The defendant made a loan of $600 to Carl Helsson, and took from him a chattel mortgage as security. The mortgage conveyed the leasehold interest of the Brooklyn House, at Ft. Hamilton, Kings county, and certain articles of personal property upon the premises. The mortgage was dated 28th of May, 1890, and was.due at once. On the 16th of July, 1890, the plaintiff bought the mortgage of the defendant, and paid $600 therefor. The purchase was made by plaintiff at the request of Alexander Egar, who was an employe of the defendant. Egar represented to plaintiff that the mortgage was perfectly good, and that, if it was not good, the plaintiff would get his money back. The mortgage was not good. The title to the chattels were in a person other than Nelsson, the mortgagor. The assignment of the mortgage was in writing, and did not contain this representation that the mortgage was good, and that the money would be paid back if it was not good. The proof of the authority of Egar to make the representation was sufficient. He negotiated the sale of the mortgage for the defendant, and the company received the proceeds of the sale. He had a written authorization to act for the defendant in the transaction. The proof sustains the finding of the jury that the representation as to the mortgage, and the repayment of the money in case it was not good, were made. The plaintiff so testifies, and he is thus supported by Yon Burlow.
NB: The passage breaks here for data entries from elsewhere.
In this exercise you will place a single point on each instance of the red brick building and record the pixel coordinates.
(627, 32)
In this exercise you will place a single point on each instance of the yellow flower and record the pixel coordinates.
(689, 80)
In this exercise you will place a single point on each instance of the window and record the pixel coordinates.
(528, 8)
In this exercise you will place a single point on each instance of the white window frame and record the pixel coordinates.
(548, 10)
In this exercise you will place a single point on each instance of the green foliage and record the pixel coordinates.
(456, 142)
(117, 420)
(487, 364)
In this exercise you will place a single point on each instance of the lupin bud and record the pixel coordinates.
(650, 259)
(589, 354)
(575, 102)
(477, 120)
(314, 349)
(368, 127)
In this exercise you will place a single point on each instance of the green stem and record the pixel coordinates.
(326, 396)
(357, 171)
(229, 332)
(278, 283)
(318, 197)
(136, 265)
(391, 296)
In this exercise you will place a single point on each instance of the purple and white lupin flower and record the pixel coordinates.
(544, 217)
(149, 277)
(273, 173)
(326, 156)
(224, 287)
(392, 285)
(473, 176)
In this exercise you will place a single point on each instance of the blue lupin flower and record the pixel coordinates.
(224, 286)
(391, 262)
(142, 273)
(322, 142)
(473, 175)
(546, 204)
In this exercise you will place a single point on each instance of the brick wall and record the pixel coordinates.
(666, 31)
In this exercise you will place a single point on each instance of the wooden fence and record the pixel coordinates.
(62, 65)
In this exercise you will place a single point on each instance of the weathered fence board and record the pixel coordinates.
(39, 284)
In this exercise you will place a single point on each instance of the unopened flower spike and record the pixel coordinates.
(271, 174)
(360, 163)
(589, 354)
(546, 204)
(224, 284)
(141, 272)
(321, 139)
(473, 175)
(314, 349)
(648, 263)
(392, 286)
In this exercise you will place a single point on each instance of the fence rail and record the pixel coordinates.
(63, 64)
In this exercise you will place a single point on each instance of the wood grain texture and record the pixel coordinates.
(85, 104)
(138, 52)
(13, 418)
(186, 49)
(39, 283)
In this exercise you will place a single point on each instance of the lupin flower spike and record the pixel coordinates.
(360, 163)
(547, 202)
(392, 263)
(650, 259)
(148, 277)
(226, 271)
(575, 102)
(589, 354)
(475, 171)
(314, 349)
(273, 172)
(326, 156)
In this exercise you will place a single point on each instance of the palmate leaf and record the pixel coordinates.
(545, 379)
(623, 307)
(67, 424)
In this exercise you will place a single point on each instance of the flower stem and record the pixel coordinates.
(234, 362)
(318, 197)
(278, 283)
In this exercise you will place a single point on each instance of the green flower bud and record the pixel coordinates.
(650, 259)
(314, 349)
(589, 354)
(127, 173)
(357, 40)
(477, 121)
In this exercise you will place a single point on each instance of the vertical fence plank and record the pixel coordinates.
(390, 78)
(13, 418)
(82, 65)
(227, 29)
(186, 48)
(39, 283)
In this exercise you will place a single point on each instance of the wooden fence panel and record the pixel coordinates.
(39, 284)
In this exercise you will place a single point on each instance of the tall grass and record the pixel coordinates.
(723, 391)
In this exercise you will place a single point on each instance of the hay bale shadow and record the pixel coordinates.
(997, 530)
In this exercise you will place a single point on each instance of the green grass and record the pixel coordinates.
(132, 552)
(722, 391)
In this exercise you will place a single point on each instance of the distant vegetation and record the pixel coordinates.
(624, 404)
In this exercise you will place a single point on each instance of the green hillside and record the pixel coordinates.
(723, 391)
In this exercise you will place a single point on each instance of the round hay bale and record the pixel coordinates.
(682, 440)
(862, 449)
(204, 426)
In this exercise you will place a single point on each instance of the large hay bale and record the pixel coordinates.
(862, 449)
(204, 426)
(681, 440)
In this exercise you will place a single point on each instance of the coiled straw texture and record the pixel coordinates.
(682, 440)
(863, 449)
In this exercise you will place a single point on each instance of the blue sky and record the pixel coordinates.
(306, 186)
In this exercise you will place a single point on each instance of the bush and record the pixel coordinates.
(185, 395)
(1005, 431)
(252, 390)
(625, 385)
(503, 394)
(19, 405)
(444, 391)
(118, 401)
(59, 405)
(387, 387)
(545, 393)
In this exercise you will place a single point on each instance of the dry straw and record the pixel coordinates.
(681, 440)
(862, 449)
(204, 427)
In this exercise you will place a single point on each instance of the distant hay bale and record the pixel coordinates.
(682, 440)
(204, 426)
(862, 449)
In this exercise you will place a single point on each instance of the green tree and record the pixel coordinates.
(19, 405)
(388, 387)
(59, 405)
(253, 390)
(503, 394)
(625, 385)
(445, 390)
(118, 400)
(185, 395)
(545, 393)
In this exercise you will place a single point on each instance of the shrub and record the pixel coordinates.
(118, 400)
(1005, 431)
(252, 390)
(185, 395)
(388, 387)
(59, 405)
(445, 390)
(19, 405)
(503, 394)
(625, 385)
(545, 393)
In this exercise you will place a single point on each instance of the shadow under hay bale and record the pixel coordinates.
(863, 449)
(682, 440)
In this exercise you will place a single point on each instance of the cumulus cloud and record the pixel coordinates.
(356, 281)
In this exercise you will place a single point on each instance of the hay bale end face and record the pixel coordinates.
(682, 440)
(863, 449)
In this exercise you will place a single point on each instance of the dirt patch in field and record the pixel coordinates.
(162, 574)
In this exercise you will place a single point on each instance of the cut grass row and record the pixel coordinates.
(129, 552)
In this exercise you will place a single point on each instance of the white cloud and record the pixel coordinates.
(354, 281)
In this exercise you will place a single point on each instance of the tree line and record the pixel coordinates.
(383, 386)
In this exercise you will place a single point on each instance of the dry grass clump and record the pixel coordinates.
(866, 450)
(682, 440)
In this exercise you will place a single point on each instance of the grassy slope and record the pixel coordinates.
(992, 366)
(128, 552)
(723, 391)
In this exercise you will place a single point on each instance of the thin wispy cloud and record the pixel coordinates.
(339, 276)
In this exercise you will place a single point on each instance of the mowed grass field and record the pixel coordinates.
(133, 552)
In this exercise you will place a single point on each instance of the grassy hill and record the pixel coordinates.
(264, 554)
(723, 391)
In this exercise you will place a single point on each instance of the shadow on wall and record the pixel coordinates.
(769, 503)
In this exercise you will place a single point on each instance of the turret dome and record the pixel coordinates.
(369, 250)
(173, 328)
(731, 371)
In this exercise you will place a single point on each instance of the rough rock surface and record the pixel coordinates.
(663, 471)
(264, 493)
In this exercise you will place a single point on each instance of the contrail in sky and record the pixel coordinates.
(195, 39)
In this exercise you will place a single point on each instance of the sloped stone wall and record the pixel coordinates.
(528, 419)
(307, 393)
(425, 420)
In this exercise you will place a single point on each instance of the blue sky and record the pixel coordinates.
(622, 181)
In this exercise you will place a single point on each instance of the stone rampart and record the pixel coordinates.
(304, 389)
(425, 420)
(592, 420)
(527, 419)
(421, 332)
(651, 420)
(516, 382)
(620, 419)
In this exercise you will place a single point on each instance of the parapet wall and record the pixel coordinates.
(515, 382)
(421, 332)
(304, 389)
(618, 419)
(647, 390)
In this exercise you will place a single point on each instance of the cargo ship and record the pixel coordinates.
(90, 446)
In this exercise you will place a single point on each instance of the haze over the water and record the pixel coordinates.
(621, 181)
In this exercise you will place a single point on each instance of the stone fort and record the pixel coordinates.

The warranty of the mortgage to be good was properly received, although the assignment of the mortgage was silent on the subject. The fact that the entire agreement was contained in the assignment is not apparent from the *957paper itself. That only purported to transfer a title to a chattel mortgage. The agreement that the mortgage was upon goods which the mortgagor owned would be assumed. A paroi undertaking that it did so is not to be construed as a part of the contract of sale. If the sale implied title to the goods contained in the mortgage, no outside agreement was needed. If the sale did not have that effect, an agreement of warranty that the title was good was outside of the agreement of sale merely between the parties. Chapin v. Dobson, 78 N. Y. 83; Brigg v. Hilton, 99 N. Y. 517, 3 N. E. Rep. 51; Routledge v. Worthington, 119 N. Y, 592, 23 N. E. Rep. 1111.
The judgment should therefore be affirmed, with costs.